Over the last six years I can't count how many times I've said something like “This generation is the busiest/most heavily scheduled in the history of mankind”. Then I'd go on to make some profound point about the importance of youth ministry. The other day it dawned on me. By simply accepting that point, shrugging my shoulders and moving on I was part of the problem. That's not right. Somebody needs to stand and up, speak out and fight back. And I'm just the guy to do it. So here goes:
LIFE DOESN'T END AT 18!
So stop living like it does
I'm astounded at how much “stuff” seems to get crammed into the first 18 years of your lives. The underlying logic seems to be that you better do it now because you'll never get the chance again. Say WHAT?!? Are you really comfortable with the idea that all the rest of your life is going to be so busy, so overwhelmed that you will never have the chance to do things that might be fun? You have to do all the fun things now because adult life is just one long hard drag from high school to the grave. Yee Haw, let the party begin!
I'm not going to tell you that being an adult doesn't come with more responsibility and more claims on your time. At the same time it's also a wonderful time with responsibilities (like being a parent) that can be more fun than any theme park, game console or concert. In some ways it's the best part of life I think. The other side of that coin is that childhood and your teen years are the last time that you DON'T have all those responsibilities. It's a time when you can relax, enjoy and have a special kind of freedom.
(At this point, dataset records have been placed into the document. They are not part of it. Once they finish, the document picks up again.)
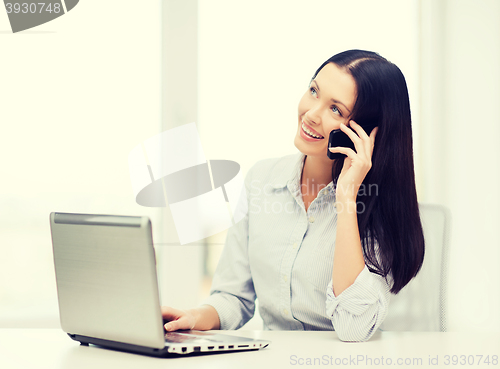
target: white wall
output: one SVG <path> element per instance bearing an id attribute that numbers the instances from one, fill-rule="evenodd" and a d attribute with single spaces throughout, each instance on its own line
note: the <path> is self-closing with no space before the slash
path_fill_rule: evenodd
<path id="1" fill-rule="evenodd" d="M 499 331 L 500 2 L 422 1 L 422 193 L 452 212 L 449 329 Z"/>
<path id="2" fill-rule="evenodd" d="M 159 5 L 81 1 L 19 34 L 0 9 L 0 327 L 59 324 L 50 212 L 157 217 L 128 153 L 160 131 Z"/>

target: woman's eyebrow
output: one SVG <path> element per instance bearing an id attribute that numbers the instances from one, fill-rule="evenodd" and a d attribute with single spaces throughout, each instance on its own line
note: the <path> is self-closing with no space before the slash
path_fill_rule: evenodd
<path id="1" fill-rule="evenodd" d="M 319 85 L 318 85 L 318 82 L 316 82 L 315 79 L 313 79 L 313 82 L 316 84 L 316 88 L 318 89 L 318 91 L 321 92 L 320 88 L 319 88 Z M 340 104 L 340 105 L 343 105 L 344 108 L 349 112 L 349 114 L 351 113 L 351 111 L 349 109 L 347 109 L 347 106 L 345 106 L 345 104 L 342 102 L 342 101 L 338 101 L 338 100 L 335 100 L 335 99 L 331 99 L 331 101 L 333 101 L 335 104 Z"/>

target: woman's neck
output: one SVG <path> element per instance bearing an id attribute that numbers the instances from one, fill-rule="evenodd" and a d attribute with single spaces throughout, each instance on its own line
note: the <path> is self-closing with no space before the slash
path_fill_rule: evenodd
<path id="1" fill-rule="evenodd" d="M 333 161 L 325 162 L 314 156 L 306 156 L 300 178 L 302 196 L 315 198 L 332 181 L 332 165 Z"/>

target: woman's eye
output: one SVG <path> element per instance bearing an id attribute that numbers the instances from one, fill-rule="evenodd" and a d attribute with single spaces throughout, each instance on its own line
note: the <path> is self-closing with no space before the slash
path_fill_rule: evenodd
<path id="1" fill-rule="evenodd" d="M 335 113 L 335 114 L 338 114 L 340 116 L 342 116 L 342 113 L 340 112 L 339 108 L 337 108 L 335 105 L 332 106 L 332 111 Z"/>

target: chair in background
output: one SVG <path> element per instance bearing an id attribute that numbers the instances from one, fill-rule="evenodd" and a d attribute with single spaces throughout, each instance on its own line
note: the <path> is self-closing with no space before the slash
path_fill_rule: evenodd
<path id="1" fill-rule="evenodd" d="M 441 205 L 419 204 L 425 257 L 418 275 L 391 295 L 384 331 L 446 331 L 446 279 L 450 211 Z"/>

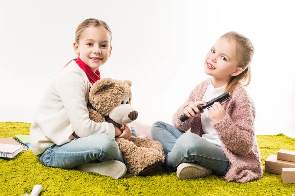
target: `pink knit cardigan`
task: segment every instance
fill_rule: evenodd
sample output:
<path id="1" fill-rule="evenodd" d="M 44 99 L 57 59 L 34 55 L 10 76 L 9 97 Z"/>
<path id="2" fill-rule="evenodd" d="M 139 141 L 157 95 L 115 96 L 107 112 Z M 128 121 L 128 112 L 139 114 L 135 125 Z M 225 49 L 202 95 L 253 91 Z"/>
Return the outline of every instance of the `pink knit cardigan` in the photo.
<path id="1" fill-rule="evenodd" d="M 179 116 L 187 105 L 202 100 L 210 81 L 206 80 L 197 86 L 174 114 L 172 122 L 176 128 L 182 132 L 190 128 L 192 133 L 200 136 L 204 133 L 200 114 L 184 122 L 180 121 Z M 231 95 L 231 100 L 224 104 L 225 116 L 212 124 L 231 164 L 225 179 L 245 183 L 259 179 L 262 175 L 260 151 L 254 134 L 255 111 L 254 103 L 243 87 L 236 87 Z"/>

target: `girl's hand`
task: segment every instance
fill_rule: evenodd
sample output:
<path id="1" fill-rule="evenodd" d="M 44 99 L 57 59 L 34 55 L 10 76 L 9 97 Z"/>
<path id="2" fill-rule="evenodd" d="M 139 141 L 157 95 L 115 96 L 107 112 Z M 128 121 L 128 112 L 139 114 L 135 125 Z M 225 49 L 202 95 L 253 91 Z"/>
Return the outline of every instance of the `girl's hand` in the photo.
<path id="1" fill-rule="evenodd" d="M 210 110 L 208 111 L 208 115 L 213 123 L 220 121 L 225 116 L 225 111 L 223 106 L 218 102 L 214 103 Z"/>
<path id="2" fill-rule="evenodd" d="M 132 132 L 131 132 L 131 129 L 128 125 L 126 124 L 122 124 L 121 126 L 121 129 L 123 130 L 123 133 L 119 136 L 119 138 L 123 138 L 128 140 L 131 137 Z"/>
<path id="3" fill-rule="evenodd" d="M 117 127 L 116 126 L 114 126 L 115 127 L 115 137 L 118 137 L 119 135 L 121 135 L 123 133 L 123 131 L 119 127 Z"/>
<path id="4" fill-rule="evenodd" d="M 202 111 L 202 112 L 200 112 L 200 110 L 199 110 L 199 109 L 198 109 L 197 106 L 200 105 L 206 105 L 206 104 L 207 103 L 206 103 L 206 102 L 201 101 L 194 102 L 193 103 L 190 104 L 187 106 L 185 107 L 184 109 L 183 109 L 183 113 L 185 114 L 185 115 L 188 118 L 194 117 L 195 116 L 196 116 L 196 114 L 195 114 L 193 109 L 195 110 L 197 113 L 203 113 L 203 111 Z"/>

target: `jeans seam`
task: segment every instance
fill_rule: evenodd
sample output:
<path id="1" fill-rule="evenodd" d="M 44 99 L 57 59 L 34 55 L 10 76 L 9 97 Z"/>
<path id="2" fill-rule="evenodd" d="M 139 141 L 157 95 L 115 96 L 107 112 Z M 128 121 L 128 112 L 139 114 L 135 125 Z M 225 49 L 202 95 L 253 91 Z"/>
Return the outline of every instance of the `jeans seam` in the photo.
<path id="1" fill-rule="evenodd" d="M 88 151 L 88 150 L 87 150 L 87 151 L 86 151 L 86 152 L 87 152 L 87 153 L 93 153 L 93 152 L 95 153 L 95 152 L 97 152 L 97 151 L 96 150 L 91 150 L 91 151 Z M 107 156 L 108 158 L 110 158 L 111 160 L 114 160 L 114 158 L 112 157 L 111 157 L 111 156 L 110 156 L 109 154 L 106 154 L 105 153 L 104 153 L 104 152 L 102 152 L 101 151 L 100 151 L 100 152 L 103 155 L 105 155 L 106 156 Z M 64 152 L 53 152 L 53 153 L 56 153 L 56 154 L 67 154 L 66 153 L 64 153 Z M 70 154 L 80 154 L 80 153 L 84 153 L 84 151 L 83 152 L 81 151 L 81 152 L 71 152 Z M 68 154 L 68 153 L 67 153 L 67 154 Z M 96 159 L 96 160 L 97 160 L 97 159 Z"/>
<path id="2" fill-rule="evenodd" d="M 211 158 L 211 157 L 206 157 L 206 156 L 202 156 L 202 155 L 197 155 L 197 154 L 190 154 L 189 155 L 189 154 L 188 154 L 187 156 L 184 156 L 184 157 L 183 157 L 183 158 L 182 158 L 182 159 L 181 159 L 180 160 L 180 161 L 179 161 L 179 162 L 178 162 L 177 163 L 177 164 L 176 164 L 176 165 L 175 165 L 175 166 L 173 166 L 173 168 L 175 168 L 175 167 L 176 167 L 176 166 L 178 165 L 179 164 L 179 163 L 180 163 L 180 162 L 181 162 L 181 161 L 182 161 L 182 160 L 183 160 L 184 158 L 186 158 L 186 157 L 188 157 L 189 155 L 199 156 L 200 156 L 200 157 L 202 157 L 205 158 L 206 158 L 206 159 L 213 159 L 213 160 L 217 160 L 217 161 L 229 161 L 228 160 L 226 160 L 226 160 L 220 160 L 220 159 L 215 159 L 215 158 Z"/>

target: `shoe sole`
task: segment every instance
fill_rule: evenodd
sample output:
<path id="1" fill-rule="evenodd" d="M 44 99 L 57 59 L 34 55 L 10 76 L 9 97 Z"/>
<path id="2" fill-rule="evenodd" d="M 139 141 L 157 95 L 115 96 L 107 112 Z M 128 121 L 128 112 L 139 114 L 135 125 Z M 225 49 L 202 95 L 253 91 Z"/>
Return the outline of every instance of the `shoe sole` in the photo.
<path id="1" fill-rule="evenodd" d="M 119 179 L 123 177 L 127 172 L 126 165 L 120 161 L 112 160 L 97 163 L 85 163 L 78 165 L 78 169 L 84 172 L 90 172 L 100 175 Z"/>
<path id="2" fill-rule="evenodd" d="M 180 180 L 195 179 L 211 175 L 212 170 L 194 163 L 182 163 L 177 168 L 176 175 Z"/>

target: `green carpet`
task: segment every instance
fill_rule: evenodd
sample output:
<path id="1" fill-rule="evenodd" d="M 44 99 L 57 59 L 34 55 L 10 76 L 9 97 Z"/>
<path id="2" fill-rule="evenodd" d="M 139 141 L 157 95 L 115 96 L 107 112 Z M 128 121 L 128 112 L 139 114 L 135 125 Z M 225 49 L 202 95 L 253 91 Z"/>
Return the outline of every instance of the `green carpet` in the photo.
<path id="1" fill-rule="evenodd" d="M 30 123 L 0 122 L 0 137 L 29 135 Z M 295 151 L 295 139 L 284 134 L 257 136 L 262 162 L 280 149 Z M 162 168 L 152 176 L 129 174 L 115 180 L 76 170 L 43 166 L 31 150 L 10 160 L 0 159 L 0 196 L 20 196 L 33 186 L 43 187 L 40 196 L 288 196 L 295 194 L 295 184 L 282 182 L 280 175 L 264 173 L 259 180 L 245 184 L 229 182 L 210 176 L 179 180 L 176 173 Z"/>

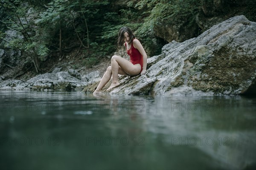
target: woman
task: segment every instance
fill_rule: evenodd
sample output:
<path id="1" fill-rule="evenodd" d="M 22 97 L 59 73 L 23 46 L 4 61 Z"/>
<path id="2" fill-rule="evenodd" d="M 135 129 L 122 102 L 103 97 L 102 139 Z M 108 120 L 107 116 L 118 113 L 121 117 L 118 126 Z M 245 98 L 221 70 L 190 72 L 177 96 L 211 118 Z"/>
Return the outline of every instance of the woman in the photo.
<path id="1" fill-rule="evenodd" d="M 119 46 L 124 45 L 125 46 L 127 54 L 130 56 L 130 61 L 118 56 L 113 56 L 111 59 L 111 66 L 108 68 L 93 94 L 101 93 L 101 90 L 110 80 L 111 75 L 113 75 L 112 83 L 107 90 L 119 85 L 118 74 L 134 76 L 145 73 L 147 54 L 131 29 L 126 27 L 121 28 L 118 44 Z"/>

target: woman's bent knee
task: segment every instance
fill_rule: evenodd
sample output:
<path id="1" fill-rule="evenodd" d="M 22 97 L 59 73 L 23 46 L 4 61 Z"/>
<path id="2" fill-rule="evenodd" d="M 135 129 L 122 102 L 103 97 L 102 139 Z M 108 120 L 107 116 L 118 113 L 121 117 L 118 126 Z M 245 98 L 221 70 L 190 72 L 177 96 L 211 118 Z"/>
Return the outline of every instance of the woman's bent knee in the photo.
<path id="1" fill-rule="evenodd" d="M 118 57 L 120 57 L 117 56 L 116 55 L 114 55 L 113 56 L 112 56 L 112 58 L 111 58 L 111 60 L 112 61 L 113 60 L 116 60 L 116 59 Z"/>

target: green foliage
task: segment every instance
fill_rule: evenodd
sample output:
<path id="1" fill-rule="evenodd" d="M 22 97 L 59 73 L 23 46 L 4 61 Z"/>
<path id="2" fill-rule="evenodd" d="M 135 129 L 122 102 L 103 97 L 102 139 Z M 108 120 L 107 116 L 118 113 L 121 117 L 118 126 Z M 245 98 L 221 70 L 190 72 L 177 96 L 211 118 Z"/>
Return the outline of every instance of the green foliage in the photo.
<path id="1" fill-rule="evenodd" d="M 60 44 L 63 48 L 82 44 L 84 55 L 92 57 L 85 65 L 91 66 L 99 57 L 113 54 L 118 31 L 127 26 L 150 57 L 160 53 L 167 43 L 156 35 L 156 27 L 181 19 L 195 24 L 201 1 L 0 0 L 0 38 L 5 39 L 7 30 L 16 30 L 15 36 L 4 39 L 8 41 L 5 46 L 19 49 L 33 62 L 44 61 L 49 52 L 60 50 Z M 256 0 L 248 2 L 244 12 L 255 19 Z"/>

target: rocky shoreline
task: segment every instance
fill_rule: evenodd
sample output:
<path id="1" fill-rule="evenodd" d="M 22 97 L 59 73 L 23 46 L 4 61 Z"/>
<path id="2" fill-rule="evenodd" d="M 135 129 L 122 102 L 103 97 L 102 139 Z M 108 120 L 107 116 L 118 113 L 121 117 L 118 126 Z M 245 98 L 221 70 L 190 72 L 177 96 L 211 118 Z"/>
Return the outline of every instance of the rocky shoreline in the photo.
<path id="1" fill-rule="evenodd" d="M 145 75 L 121 77 L 119 86 L 102 91 L 133 95 L 255 95 L 256 23 L 244 15 L 233 17 L 196 38 L 173 41 L 163 47 L 161 54 L 148 61 Z M 91 93 L 98 83 L 83 91 Z"/>

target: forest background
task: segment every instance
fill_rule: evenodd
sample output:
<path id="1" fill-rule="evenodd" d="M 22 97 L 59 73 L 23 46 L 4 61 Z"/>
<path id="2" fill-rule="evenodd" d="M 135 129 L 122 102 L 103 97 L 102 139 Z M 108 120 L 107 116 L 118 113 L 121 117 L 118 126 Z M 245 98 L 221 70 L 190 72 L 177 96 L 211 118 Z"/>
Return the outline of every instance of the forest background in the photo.
<path id="1" fill-rule="evenodd" d="M 211 6 L 213 1 L 221 4 Z M 165 44 L 196 37 L 213 24 L 200 26 L 200 18 L 217 23 L 243 14 L 256 21 L 256 0 L 242 1 L 0 0 L 0 48 L 20 54 L 14 55 L 15 62 L 3 57 L 0 72 L 19 65 L 32 76 L 64 60 L 76 60 L 74 68 L 91 68 L 118 50 L 123 26 L 134 31 L 149 57 L 158 55 Z M 180 35 L 172 37 L 175 32 Z"/>

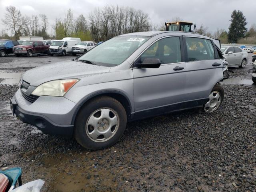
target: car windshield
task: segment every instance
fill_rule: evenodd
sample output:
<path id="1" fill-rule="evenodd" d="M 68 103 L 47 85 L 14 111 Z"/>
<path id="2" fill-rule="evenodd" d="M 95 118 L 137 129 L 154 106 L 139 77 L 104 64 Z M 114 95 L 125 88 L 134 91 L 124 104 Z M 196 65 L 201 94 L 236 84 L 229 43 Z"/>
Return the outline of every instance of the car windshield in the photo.
<path id="1" fill-rule="evenodd" d="M 7 41 L 0 41 L 0 46 L 4 45 L 7 42 Z"/>
<path id="2" fill-rule="evenodd" d="M 63 43 L 64 43 L 64 41 L 53 41 L 52 42 L 52 44 L 51 45 L 52 46 L 62 46 Z"/>
<path id="3" fill-rule="evenodd" d="M 228 47 L 227 46 L 221 46 L 221 52 L 223 53 Z"/>
<path id="4" fill-rule="evenodd" d="M 85 45 L 86 46 L 87 44 L 87 42 L 79 42 L 77 44 L 77 45 Z"/>
<path id="5" fill-rule="evenodd" d="M 25 41 L 21 43 L 20 44 L 22 45 L 32 45 L 32 44 L 33 44 L 32 41 Z"/>
<path id="6" fill-rule="evenodd" d="M 149 38 L 144 36 L 116 37 L 96 46 L 80 57 L 78 60 L 89 61 L 94 64 L 102 66 L 118 65 Z"/>

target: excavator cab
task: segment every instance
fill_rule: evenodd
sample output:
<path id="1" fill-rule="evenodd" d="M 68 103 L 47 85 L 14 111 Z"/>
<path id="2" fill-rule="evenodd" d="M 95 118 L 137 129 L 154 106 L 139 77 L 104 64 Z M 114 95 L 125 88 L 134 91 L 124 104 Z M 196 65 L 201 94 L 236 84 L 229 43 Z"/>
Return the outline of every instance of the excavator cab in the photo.
<path id="1" fill-rule="evenodd" d="M 194 30 L 191 30 L 191 26 L 193 23 L 189 22 L 178 21 L 173 23 L 165 23 L 166 31 L 184 31 L 193 32 L 196 29 L 196 24 L 194 24 Z"/>

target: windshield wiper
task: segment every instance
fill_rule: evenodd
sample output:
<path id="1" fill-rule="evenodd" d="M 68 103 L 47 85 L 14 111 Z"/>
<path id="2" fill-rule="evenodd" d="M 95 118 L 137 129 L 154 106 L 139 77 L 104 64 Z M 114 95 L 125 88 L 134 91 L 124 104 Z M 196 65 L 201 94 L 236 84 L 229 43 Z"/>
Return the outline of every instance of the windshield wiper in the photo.
<path id="1" fill-rule="evenodd" d="M 78 61 L 81 61 L 84 63 L 88 63 L 89 64 L 92 64 L 92 65 L 96 65 L 95 63 L 93 63 L 91 61 L 88 61 L 88 60 L 78 60 Z"/>

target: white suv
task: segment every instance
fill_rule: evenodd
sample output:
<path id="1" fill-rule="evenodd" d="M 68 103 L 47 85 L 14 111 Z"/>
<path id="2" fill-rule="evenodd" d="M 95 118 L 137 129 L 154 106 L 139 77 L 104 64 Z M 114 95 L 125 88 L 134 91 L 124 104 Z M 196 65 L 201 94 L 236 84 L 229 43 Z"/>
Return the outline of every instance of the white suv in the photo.
<path id="1" fill-rule="evenodd" d="M 81 41 L 72 47 L 72 54 L 83 54 L 95 46 L 96 43 L 92 41 Z"/>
Unless your schedule bulges like a water balloon about to burst. Think about it this way – one of the things you are supposed to be doing as a teenager is getting ready to be an adult. So what is this lifestyle training you to do? To be on the go 27 hours a day, with an activity scheduled for every waking minute. Is that really the best that the world has to offer you? I don't think so. That's why I want you to stop.
There is one other way that I've seen this lifestyle have an effect. In the last two years I've had young people say something to me that even I have trouble fathoming. I've received complaints that during youth ministry events we haven't told them what to do or had something planned for them at all times. That's right they've been complaining to me about that dreaded concept - “Free Time”. Now before the parents start getting twitchy thinking we leave your children wandering around for extended periods of time without supervision let me reassure you. Your young people are cared for and watched over when they're at camp or Happening or other youth events. The most recent complaint was about an amount of free time that was astounding to me, one hour. They got one hour of free time to hang around, talk with their friends, play games, read a book, listen to their tunes, whatever. Quite simply most of the young people (high school aged I note) had no idea what to do with themselves. To be honest that scares me. Free time is one of the most precious concepts I have as an adult. Time just for me, or for me and God or for me and my wife or daughter, or my friends, or just some QUIET! It's a gift it seems to me. But it appears to be a gift that too many of our young people neither understand nor desire.
So here's my advice to my young brothers and sisters (and the adults who love and care for them). Give it a rest. Take a serious look at that planner. Make some serious decisions about what's really important. My prayer is that Faith and Family and Friends will get high priority. Add in school and then see how much time is left. Figure out what fits and then do something radical. Dump everything else. Walk away from it. Yes, there'll be some weeping and wailing and gnashing of teeth about the effect on the “program”.
I don't care.
I care much more about the effect on you.